Quem passa pelo Largo do Paissandu, no centro de São Paulo, vê a única estátua instalada com a imagem de uma mulher negra na capital paulista: a Mãe Preta. Ela é uma ama de leite, personagem que marcou o período escravocrata brasileiro, amamentando uma criança branca. Na esteira das celebrações do Dia da Consciência Negra, 20 de novembro, a guia de afroturismo Julia Madeira diz que faltam na cidade outros monumentos que representem a intelectualidade negra, não resumindo pessoas negras, do passado e do presente, a estereótipos raciais.
“A Mãe Preta representa um contexto de 1955, quando foi inaugurada. Mas a figura dela, uma ama de leite, não representa verdadeiramente as mulheres negras, principalmente as de hoje”.
No levantamento “Quais histórias as cidades contam: a presença negra nos espaços públicos de São Paulo”, o Instituto Pólis, organização da sociedade civil que atua na defesa do direito à cidade, identificou que, dos 367 monumentos paulistanos, cinco são de pessoas negras. Quatro são de indígenas. Em comparação, 137 homenageiam homens brancos e 18 deles, mulheres brancas.
Mãe Preta: a estátua da única mulher negra em São Paulo
Em 2020, se iniciou um debate sobre a representação de homens e mulheres por meio em monumentos e estátuas: a luta antirracista nos Estados Unidos e no Reino Unido, por exemplo, derrubou personagens escravocratas nos espaços públicos para dar o tom da reformulação da história que os manifestantes defendem. No Brasil, em julho deste ano, a estátua do bandeirante Borba Gato foi incendiada na Capital. Antes disso, a história de apagamentos de figuras negras, por causa do racismo já estava em pauta.
Para Julia, que também trabalha na empresa de caminhadas históricas Guia Negro, a figura da Mãe Preta, que fica em frente à Igreja de Nossa Senhora do Rosário dos Homens Pretos, tem contradições.

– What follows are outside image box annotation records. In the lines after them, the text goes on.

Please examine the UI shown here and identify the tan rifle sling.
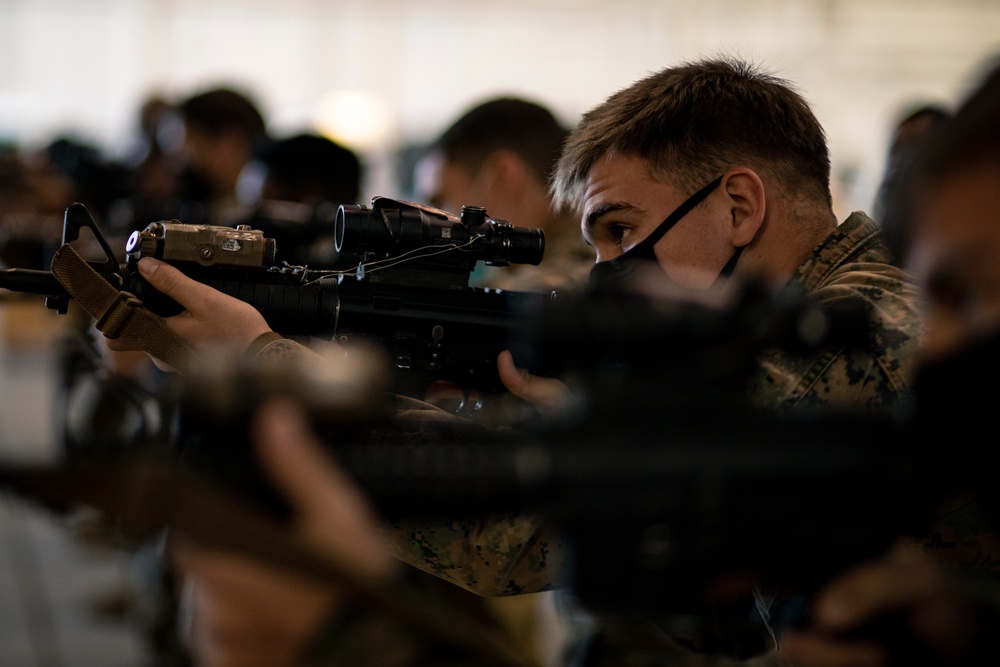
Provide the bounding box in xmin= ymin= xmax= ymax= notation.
xmin=52 ymin=244 xmax=196 ymax=374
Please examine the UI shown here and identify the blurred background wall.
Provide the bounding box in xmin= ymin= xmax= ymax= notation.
xmin=0 ymin=0 xmax=1000 ymax=224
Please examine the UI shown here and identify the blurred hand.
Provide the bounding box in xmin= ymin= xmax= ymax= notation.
xmin=497 ymin=350 xmax=573 ymax=416
xmin=169 ymin=402 xmax=397 ymax=667
xmin=781 ymin=546 xmax=988 ymax=667
xmin=105 ymin=257 xmax=271 ymax=368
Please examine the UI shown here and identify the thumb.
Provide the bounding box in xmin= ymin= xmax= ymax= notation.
xmin=138 ymin=257 xmax=214 ymax=311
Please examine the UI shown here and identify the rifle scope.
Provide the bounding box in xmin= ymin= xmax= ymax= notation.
xmin=334 ymin=197 xmax=545 ymax=266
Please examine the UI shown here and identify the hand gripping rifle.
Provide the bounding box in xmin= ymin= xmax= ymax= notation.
xmin=0 ymin=197 xmax=552 ymax=407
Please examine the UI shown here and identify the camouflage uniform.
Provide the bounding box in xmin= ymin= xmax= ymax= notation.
xmin=260 ymin=213 xmax=919 ymax=667
xmin=382 ymin=213 xmax=918 ymax=595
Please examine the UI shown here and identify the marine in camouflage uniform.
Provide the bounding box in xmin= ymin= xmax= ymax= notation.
xmin=244 ymin=207 xmax=919 ymax=666
xmin=372 ymin=213 xmax=919 ymax=665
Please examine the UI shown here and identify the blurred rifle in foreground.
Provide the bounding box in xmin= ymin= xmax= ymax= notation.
xmin=0 ymin=280 xmax=924 ymax=613
xmin=0 ymin=197 xmax=551 ymax=409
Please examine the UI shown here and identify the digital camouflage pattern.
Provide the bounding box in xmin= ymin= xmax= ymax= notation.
xmin=382 ymin=213 xmax=919 ymax=595
xmin=254 ymin=213 xmax=919 ymax=667
xmin=750 ymin=212 xmax=920 ymax=413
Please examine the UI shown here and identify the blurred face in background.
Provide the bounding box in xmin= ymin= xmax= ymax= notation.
xmin=908 ymin=162 xmax=1000 ymax=360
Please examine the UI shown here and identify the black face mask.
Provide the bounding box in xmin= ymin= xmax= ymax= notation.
xmin=590 ymin=176 xmax=743 ymax=287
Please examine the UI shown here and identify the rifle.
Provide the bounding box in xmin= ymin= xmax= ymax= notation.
xmin=0 ymin=282 xmax=927 ymax=614
xmin=0 ymin=197 xmax=554 ymax=410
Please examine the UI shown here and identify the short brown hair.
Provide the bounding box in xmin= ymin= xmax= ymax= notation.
xmin=551 ymin=59 xmax=832 ymax=214
xmin=431 ymin=97 xmax=567 ymax=185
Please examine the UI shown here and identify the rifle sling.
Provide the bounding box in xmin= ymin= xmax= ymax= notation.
xmin=52 ymin=244 xmax=195 ymax=373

A mulher aparece amamentando uma criança, branca, e tem o formato do corpo e do rosto distorcidos. “Pés grandes, coxas grandes, olhar para baixo e cabeça pequena. Não é uma imagem que traduz a intelectualidade nem a liderança que as mulheres negras representam”, avalia. “Ela é uma contradição com a imagem da mulher negra hoje, mas não acho que precisa ser retirada. Os movimentos negros podem ressignificá-la”.
Segundo a Prefeitura, em 2004, o monumento à Mãe Preta foi tombado pelo Conselho Municipal de Preservação do Patrimônio Histórico, Cultural e Ambiental.
Novas estátuas e “calendário negro”
Como forma de reparar a baixa representação de homens e mulheres negras nas praças e lugares de grande circulação da cidade, a Prefeitura informou que, até março de 2022, cinco estátuas serão instaladas pelas ruas homenageando personalidades negras: a escritora Carolina Maria de Jesus (Parque Linear Parelheiros); o músico e sambista Geraldo Filme (Praça David Raw, na Barra Funda); a sambista e ativista negra Deolinda Madre (Praça da Liberdade, Liberdade); o atleta olímpico e tricampeão no salto triplo Adhemar Ferreira da Silva (canteiro central da Avenida Braz Leme, Casa Verde) e o cantor, compositor e musicista Itamar Assumpção (em frente ao Centro Cultural Penha, Penha).
Julia explica que a celebração da negritude só pode ser vislumbrada plenamente quando não é feita “só em novembro”. “Se é só nesse mês, não é de verdade. É preciso um calendário negro que se valorize a população negra o ano todo. Construir essas estátuas faz parte do pagamento da dívida que a sociedade tem com essa população”, analisa.
“Quero ver Carolina Maria de Jesus em um monumento grande, sendo exaltada pela grandeza que ela teve como um marco da literatura brasileira.”